Il resto del pianeta
I bambini di oggi, almeno nelle città , spesso nascono e crescono in maniera iperprotetta. Passano il tempo tra un impegno e l’altro, scarrozzati in auto di qua e di là , tra una scuola, una palestra e un corso di qualche cos’altro. Quando non sono in giro, sono chiusi in casa davanti a un computer o a una console. E se sono in giro, sono sempre sotto controllo tramite il telefonino, tranne quando lo usano per scaricare suonerie o per giocare. Sono, insomma, sempre chiusi e isolati dall’ambiente circostante, che viene considerato come una fonte di pericolo, piena di rischi, di malintenzionati e di brutte avventure.
C’è, però, un momento in cui il bambino esce dal ciclo casa-scuola-playstation: il momento del viaggio.

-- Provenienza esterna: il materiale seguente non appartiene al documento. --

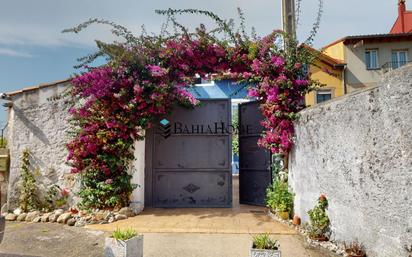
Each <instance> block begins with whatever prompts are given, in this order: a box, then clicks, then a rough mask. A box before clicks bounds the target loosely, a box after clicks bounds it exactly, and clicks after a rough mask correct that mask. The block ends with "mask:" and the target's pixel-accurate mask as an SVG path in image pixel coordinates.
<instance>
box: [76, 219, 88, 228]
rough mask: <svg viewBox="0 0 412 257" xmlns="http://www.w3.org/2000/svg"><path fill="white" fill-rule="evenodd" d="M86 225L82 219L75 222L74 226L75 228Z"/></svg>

Un viaggio di una certa lunghezza, fuori città , costringe bambini e ragazzi ad accorgersi dell’esterno. In auto, infatti, non c’è molto da fare; e sono ben poche le famiglie in cui un viaggio diventa una occasione per una lunga conversazione. Mentre il papà guida e la mamma ascolta la radio, privi dell’elettronica e dell’abbondanza di ammennicoli che caratterizza molte camerette, sul sedile posteriore i bambini non possono fare altro che guardarsi attorno e scoprire il mondo; vedere la campagna, la montagna, gli animali, il paesaggio, il cielo.
Ma forse è meglio dire “c’era”. Non solo perché cellulare e playstation portatile già da anni colpiscono anche in auto, ma perché in questi giorni ho visto partire le campagne pubblicitarie dell’ultimo ritrovato da ammiraglia familiare: lo schermino sul retro dei sedili anteriori, che permette ai giovani virgulti di rincoglionirsi davanti a un DVD o a un giochino anche durante l’ora di viaggio verso le piste da sci o la casa al mare.
Suppongo che sia un passo avanti necessario, per crescere generazioni di persone con il terrore di qualsiasi contatto con la terra, la paura delle malattie più fantasiose e l’intima convinzione che la verdura cresca nei sotterranei del supermercato, direttamente in cassetta; certi che l’habitat naturale di un cane sia un appartamento al terzo piano. Persone per cui la parte di pianeta non urbanizzato sia soltanto un fastidioso elemento di ritardo tra Milano, Milano Marittima e Courmayeur, o altri posti che, pur trovandosi fuori dalle metropoli, dispongano di condomini di almeno cinque piani e di una strada principale rigorosamente intasata di auto; un “resto del pianeta” da attraversare sempre più velocemente e sempre più indifferentemente, avendo come massimo momento di interesse l’acquisto di una rustichella all’autogrill.